5. Jesus spoke to the dead young man, spoke to him personally—“Young man, I say to you, Arise.” Neither Elijah nor Elisha could’ve spoken with that authority. But He who spoke was very God of very God, the same God who said, “Let there be light” and there was light. If any of us are able by faith to say, “Young man, Arise,” we can only say it in His name.

6. Immediately, the young man, to the astonishment of them all, sat up. He had been called back from the dominions of death.

B. THE OUTCOME OF THE MIRACLE

1. Jesus helped him down from the coffin and delivered him to the mother as one presents a choice gift. Imagine His happy joy as He looking at the awestruck & happy mother and said to her, “Receive your son.” The thrill of her heart was such as she would never forget.

2. Doubtless the young man lived a better life. What would it feel like to wake up in a coffin? What had he seen while he was departed? We will never know, but we can be sure the change was permanent.

3. Verse 16 says, "Their came a fear on all." Two great crowds saw this.
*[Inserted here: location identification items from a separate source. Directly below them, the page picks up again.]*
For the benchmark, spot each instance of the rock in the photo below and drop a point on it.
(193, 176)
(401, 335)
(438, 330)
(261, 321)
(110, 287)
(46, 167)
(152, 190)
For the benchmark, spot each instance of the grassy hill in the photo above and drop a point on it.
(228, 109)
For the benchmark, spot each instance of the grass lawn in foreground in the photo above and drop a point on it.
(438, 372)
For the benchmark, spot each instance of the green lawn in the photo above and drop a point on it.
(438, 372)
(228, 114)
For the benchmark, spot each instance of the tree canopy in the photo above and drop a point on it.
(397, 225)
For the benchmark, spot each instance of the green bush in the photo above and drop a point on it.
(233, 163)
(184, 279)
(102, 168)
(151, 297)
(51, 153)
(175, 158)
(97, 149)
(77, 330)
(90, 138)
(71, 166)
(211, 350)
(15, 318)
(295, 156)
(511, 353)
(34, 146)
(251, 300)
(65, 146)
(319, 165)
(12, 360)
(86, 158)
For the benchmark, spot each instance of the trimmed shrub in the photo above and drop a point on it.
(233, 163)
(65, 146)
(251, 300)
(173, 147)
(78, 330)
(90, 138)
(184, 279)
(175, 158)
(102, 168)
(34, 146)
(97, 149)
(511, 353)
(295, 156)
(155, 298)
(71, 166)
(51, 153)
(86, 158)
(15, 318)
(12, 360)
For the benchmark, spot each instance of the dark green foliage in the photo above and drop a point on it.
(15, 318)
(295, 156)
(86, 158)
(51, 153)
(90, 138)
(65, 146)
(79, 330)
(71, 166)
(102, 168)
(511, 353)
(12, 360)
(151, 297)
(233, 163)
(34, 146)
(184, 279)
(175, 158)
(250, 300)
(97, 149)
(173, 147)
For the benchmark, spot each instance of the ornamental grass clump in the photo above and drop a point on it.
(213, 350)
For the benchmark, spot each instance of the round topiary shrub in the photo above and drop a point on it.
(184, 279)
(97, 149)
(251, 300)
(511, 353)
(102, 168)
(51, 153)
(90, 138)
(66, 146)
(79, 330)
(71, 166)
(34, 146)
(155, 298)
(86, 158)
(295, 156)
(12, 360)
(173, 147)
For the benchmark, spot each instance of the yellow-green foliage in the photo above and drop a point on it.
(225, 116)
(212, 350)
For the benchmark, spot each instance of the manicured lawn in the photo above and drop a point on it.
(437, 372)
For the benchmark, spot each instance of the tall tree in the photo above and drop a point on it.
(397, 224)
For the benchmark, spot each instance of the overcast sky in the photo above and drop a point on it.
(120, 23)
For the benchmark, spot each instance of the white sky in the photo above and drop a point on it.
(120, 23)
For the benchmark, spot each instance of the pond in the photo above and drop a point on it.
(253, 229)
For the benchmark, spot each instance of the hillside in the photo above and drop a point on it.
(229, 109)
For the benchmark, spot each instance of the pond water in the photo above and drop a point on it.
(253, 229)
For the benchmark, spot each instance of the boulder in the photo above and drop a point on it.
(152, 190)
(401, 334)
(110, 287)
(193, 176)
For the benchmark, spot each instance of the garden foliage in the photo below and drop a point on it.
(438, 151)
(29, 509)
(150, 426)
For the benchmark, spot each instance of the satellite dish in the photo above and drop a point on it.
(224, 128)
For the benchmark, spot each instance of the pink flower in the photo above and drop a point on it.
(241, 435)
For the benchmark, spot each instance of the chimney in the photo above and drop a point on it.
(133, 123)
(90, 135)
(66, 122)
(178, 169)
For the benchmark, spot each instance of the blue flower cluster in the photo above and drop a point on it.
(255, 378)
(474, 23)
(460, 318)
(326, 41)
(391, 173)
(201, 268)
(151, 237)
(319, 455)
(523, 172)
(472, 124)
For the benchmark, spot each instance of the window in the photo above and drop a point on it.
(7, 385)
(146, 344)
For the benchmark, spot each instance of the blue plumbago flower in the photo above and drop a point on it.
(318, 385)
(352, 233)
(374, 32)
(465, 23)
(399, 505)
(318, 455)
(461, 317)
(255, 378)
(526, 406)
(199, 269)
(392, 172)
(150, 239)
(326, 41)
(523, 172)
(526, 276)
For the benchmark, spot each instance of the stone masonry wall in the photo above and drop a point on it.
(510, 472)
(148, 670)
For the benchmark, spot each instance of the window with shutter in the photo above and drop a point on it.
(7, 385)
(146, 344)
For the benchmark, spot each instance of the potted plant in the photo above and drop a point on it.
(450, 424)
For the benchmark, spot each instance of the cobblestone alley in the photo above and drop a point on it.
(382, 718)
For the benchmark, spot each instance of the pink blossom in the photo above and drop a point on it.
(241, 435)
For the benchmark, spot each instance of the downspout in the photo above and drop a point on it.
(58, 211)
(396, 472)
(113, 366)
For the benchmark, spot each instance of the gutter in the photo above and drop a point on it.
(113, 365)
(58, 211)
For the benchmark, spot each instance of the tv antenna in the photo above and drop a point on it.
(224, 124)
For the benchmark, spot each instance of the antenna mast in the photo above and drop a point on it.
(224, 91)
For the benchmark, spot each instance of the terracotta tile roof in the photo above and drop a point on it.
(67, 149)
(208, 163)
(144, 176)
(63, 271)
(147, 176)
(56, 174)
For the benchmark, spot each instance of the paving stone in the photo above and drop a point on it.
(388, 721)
It frightened them to see a dead man sit up in his coffin, in

broad daylight, and began to talk, at the command of a man.

4. "A great Prophet is risen among us." A Man/Prophet who can breathe life into the dead, can breathe life into a nation.

CONCLUSION

A. ILLUSTRATION

1. It was Easter Day, 1973. Pastor Kefa Sempangi bravely and openly preached on the risen Lord in his Ugandan town's football stadium to over 7,000 people.

2. After the service, five of Idi Amin's Secret Police followed Sempangi back to his little church and closed the door behind them. Five rifles pointed at Sempangi's face. "We are going to kill you for disobeying Amin's orders" said the captain. "If you have something to say, say it before you die."

3. Sempangi, thinking of his beautiful wife and lovely little girl, began to shake. But the risen Lord living in his heart gave him the courage to speak. "Do what you must," he said.

4. Sempangi said, "The Word of God says that in Christ I am already dead, and that my real life is hidden with Him in God. It is not my life that is in danger, but yours. I am alive in the risen Lord but you are still dead in your sins. May He spare you from eternal destruction."

5. The leader looked at Sempangi for a long time. Then he lowered his gun and said, "Will you pray for us?" Sempangi did, and from that day those five officers, now converted through the witness of Sempangi's bravery, protected the pastor with their very lives. By Peter Kennedy, Copyright 2003, Devotional E-Mail DEVOTION FOR EASTER.

B. THE CALL

1. And Jesus has come here, too. He has come here on purpose to meet you and quicken you to newness of life.

2. Do you have burdens and fears? He understands!

3. Do you have what seems is an unchangeable situation? Go to Him!